Smart Investor, June 2012: Getting Started
Buying a house
It’s the Aussie dream: owning your own home. Most of us will do this at some point in our lives, but it’s easy to forget just how daunting it is to get started in property ownership. It’s perhaps the most significant investment you’ll ever make, and not one you want to get wrong.
Where to start? Find the dream home, right? Well, not really. One has to start out with a dose of pragmatism and work out what you can actually afford. In order to work that out, you need to know how much you can borrow, and that takes you into the intimidating world of mortgages.
Publications like Smart Investor’s Blue Ribbon Awards edition highlight some of the leading mortgages in the industry, including those tailored for first-time buyers; or you can use a mortgage broker to shop around for you and give you some suggestions. Usually these brokers get their money from the banks rather than you – but do check this – so there’s nothing to be lost in getting their advice.
Any mortgage provider will want to know this about you: how much you earn; how much your partner earns, if you have a partner who is going to be a party to the mortgage; how long you’ve been earning it; and what else you owe – such as car loans and credit card debt. They want to be certain you’re going to be able to make repayments on your mortgage even if interest rates go up, and you want to be certain of that too. When you do your sums, assume that rates WILL rise at some point in the future, and leave a little bit of wiggle room. The conclusions a mortgage provider makes will determine what they will lend you, and it will normally be calculated as a multiple of your salary.
Remember, too, that above a certain value, you will pay stamp duty and you must factor this into your calculations. Stamp duty varies from state to state and there are many calculators available online.
Once you have a clear idea of what you can borrow, and have sat down and worked out how comfortable you are with the repayments that would be involved, it’s time to go and find the home. Realestate.com.au and domain.com.au are the most popular national real estate sites. Very few of us end up living indefinitely in the first place we buy; we start small, save more, trade up, perhaps buy a family home, and later in life may even downsize again. So in that first purchase, it’s important to get something that suits your immediate needs, but also has some prospect of capital growth and is not going to be too difficult to sell. Working this out, of course, is far from straightforward, but some basic common sense is worthwhile: for example, if a property is going at a bargain price because of subsidence, that might look like good value, but good luck in selling it again.
When you have a property in mind, look again at the mortgages you considered. Most providers have a maximum percentage of the home value they are prepared to lend – it’s rare to get more than 80% these days – which means finding a deposit for the rest. This is the single hardest part of getting started, and nearly everyone has a clear memory of scratching together the money to climb this very first rung of the property ladder, committing everything they have. A big moment, for sure.
Getting started is becoming progressively harder for young Australians, so many states have first home owner grants to help you out. The position varies from state to state but real estate agents will point you in the right direction – after all, it’s in their interests that you find the money to go ahead.

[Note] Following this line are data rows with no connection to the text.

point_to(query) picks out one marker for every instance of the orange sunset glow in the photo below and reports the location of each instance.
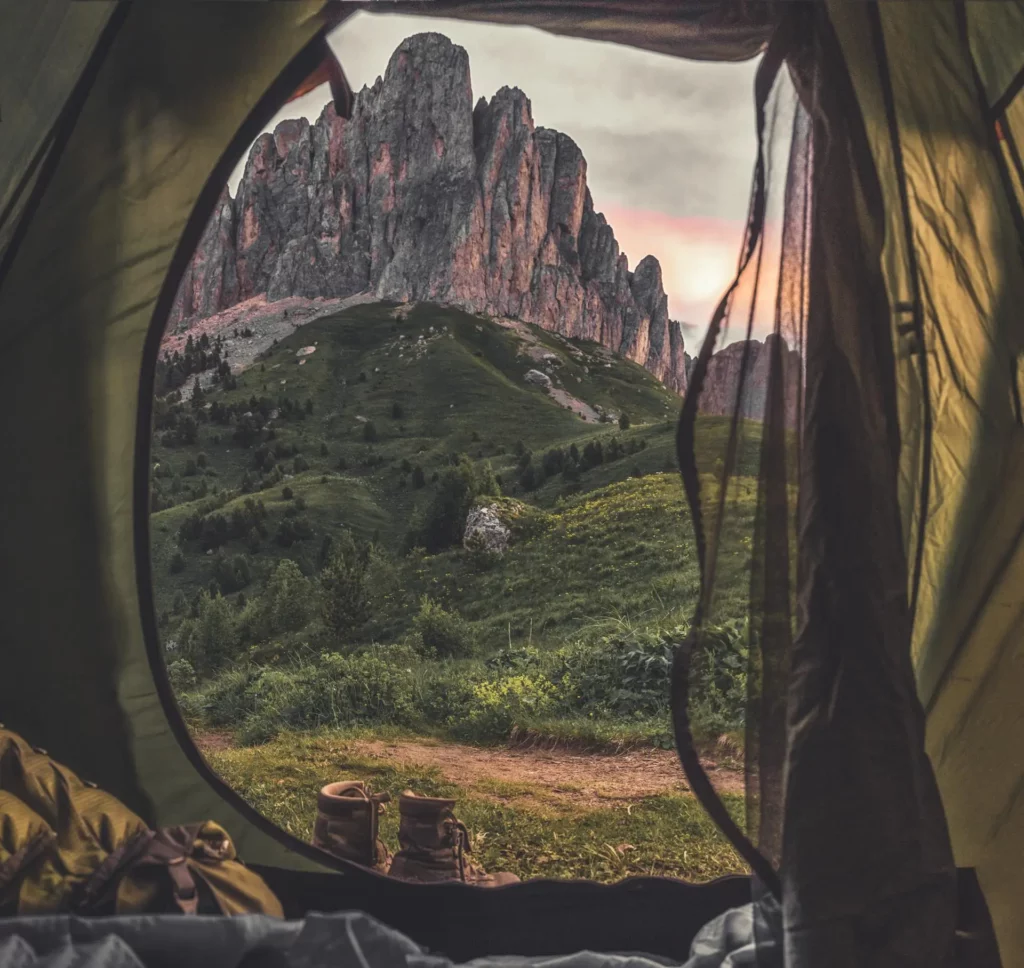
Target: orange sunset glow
(698, 257)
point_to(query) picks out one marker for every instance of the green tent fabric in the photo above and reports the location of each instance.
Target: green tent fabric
(957, 372)
(120, 123)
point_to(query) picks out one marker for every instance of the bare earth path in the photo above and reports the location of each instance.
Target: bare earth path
(583, 780)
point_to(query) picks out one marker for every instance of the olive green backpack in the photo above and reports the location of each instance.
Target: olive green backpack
(68, 846)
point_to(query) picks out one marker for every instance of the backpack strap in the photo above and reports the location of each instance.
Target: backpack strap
(167, 848)
(22, 859)
(170, 847)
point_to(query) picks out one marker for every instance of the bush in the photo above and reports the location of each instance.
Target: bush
(286, 605)
(212, 637)
(441, 632)
(231, 575)
(181, 675)
(499, 706)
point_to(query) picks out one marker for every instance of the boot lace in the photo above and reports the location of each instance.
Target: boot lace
(460, 834)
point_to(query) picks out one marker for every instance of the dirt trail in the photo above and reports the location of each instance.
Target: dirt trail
(558, 775)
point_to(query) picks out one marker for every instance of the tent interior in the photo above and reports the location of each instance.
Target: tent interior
(887, 597)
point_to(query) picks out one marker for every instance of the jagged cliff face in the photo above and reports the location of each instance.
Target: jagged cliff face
(725, 368)
(422, 196)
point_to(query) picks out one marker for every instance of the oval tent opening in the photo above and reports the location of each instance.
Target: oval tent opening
(416, 520)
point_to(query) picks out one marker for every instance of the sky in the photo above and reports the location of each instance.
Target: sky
(670, 143)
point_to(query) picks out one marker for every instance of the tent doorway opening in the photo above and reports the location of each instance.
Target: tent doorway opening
(416, 514)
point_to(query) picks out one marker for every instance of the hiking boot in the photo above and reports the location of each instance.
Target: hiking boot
(347, 824)
(435, 845)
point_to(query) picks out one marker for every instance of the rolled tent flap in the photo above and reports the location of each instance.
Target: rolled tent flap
(700, 30)
(77, 307)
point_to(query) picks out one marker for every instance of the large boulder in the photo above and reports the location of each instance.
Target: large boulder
(485, 531)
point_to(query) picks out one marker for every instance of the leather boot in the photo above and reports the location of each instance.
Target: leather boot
(347, 824)
(435, 845)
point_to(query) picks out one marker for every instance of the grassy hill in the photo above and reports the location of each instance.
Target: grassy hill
(283, 461)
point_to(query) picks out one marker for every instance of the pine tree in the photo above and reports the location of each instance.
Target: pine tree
(344, 602)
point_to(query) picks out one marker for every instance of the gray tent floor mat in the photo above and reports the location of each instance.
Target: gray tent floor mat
(351, 939)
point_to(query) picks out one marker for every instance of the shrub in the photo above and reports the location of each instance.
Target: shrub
(441, 632)
(499, 706)
(181, 675)
(231, 575)
(287, 604)
(212, 637)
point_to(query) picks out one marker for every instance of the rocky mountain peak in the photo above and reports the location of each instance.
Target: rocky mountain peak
(424, 196)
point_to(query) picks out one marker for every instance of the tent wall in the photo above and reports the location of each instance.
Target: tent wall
(76, 307)
(44, 48)
(956, 286)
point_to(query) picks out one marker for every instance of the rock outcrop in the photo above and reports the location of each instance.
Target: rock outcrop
(423, 196)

If the finances still stack up (and by now you will also have made some decisions on the type of mortgage you want – fixed or variable rate, offset account, and so on, which we’ll cover in another edition) you’re ready to make an offer. On a property with a set price, very few people offer the asking price; indeed, few sellers expect to get it, instead putting it on the market at a price with some latitude to manouvre. There then follows a merry dance with an estate agent (who, remember, gets their money from the seller and is ultimately in their corner) as you try to work out if there really are other interested parties and whether you should increase your offer.
If the property is sold by auction, that’s a whole other kind of stress. Be aware there is an irksome practice of agents giving an auction guide well below what they expect to get in order to attract a scrum of hungry buyers. Have a set figure in your mind, and don’t go beyond it, no matter what. If you miss out on this one, there will be others.
With your offer accepted, it’s time to get things rolling. Tell your mortgage provider you’re going ahead and begin assembling the mountain of ID and paperwork they will require. Appoint a lawyer; a lender will suggest one, or if you have a trusted lawyer already, go with them. The lawyer will then also advise on anything else that needs to be done – record checks, conveyancing – and will usually coordinate that for you. Next step is to pay the deposit, which will be a pre-agreed percentage of the total price; then there’s a set period of time before completion, within which time all your finances must be arranged. That period of time is up for negotiation, but it’s best to be guided by your lender and lawyer as to how much time they need. All the various cheques usually go through the lawyer, who will present a clear itemized account of where it all went at the end of the process.
Completion is an extraordinary day. You sign something. Your lawyer gives you the keys. And you realize you have a home. You have got started in property ownership, and it is a day you will never forget.